Una mañana, Gabo me llevó a una ceremonia
que tenía lugar en el centro de Bogotá, en la cual el presidente
Pastrana y él mismo debían pronunciar sendos discursos.
Me recogió en mi hotel en su automóvil blindado. Al volante
estaba su veterano conductor y guardaespaldas, Don Chepe, un antiguo guerrillero.
Otro automóvil nos seguía de cerca. Estaba lleno de agentes
del servicio secreto colombiano que tenían órdenes presidenciales
de proteger a Gabo. De camino al centro, Gabo me dijo que no se sentía
bien, que no había podido dormir la noche anterior. No lo sabía
entonces, pero comenzaba a sentir los primeros síntomas de su cáncer
linfático. Durante el trayecto miré por las ventanas del
automóvil a prueba de bombas y llegué, muy brevemente, a
experimentar su país como lo hacía Gabo. Aquella excursión
me proporcionó el escenario dramático que necesitaba para
situar a Gabo en la Colombia actual y resultó ser, en última
instancia, el punto de partida de mi perfil sobre él.
Otra epifanía ocurrida durante mi reportaje sobre
Gabo tuvo lugar el día en que visité, en Cartagena de Indias,
su gran casa frente al mar.

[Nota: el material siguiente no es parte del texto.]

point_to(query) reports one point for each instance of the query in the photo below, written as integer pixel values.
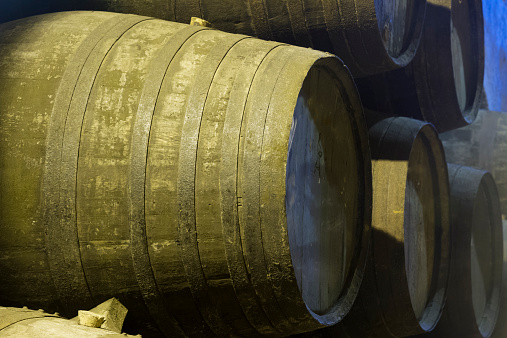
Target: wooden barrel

Encontré a un policía que montaba
guardia frente a las paredes de la casa. Justo en frente del policía,
colgada de la pared exterior, había una jaula para pájaros,
y dentro de ella una solitaria papayera, un pájaro comedor de papaya
que existe en esa zona. Le pregunté al policía acerca del
pájaro y contestó, de manera más bien reverencial,
que pertenecía al Maestro Gabriel García Márquez
y que él, el policía, cuidaba del pájaro todo el
tiempo. Si se dejara sola a la papayera, dijo, no estaría a salvo
ni siquiera dentro de su jaula de unas predadoras despiadadas:
las maría mulatas, un tipo de cuervos que abunda en Cartagena.
Cerca de un mes más tarde, cuando Gabo había
sucumbido a su enfermedad y estaba recluido y recibiendo tratamiento médico,
regresé a Colombia. Nos vimos un par de veces. Durante uno de esos
encuentros, yo intentaba aguijonear a Gabo para conseguir que me revelara
algo más acerca de sí mismo. Me miró sonriendo y,
en un tono de reproche amigable o paternal, me dijo: "Pero si ya
tienes la historia, ¿todavía no te das cuenta?"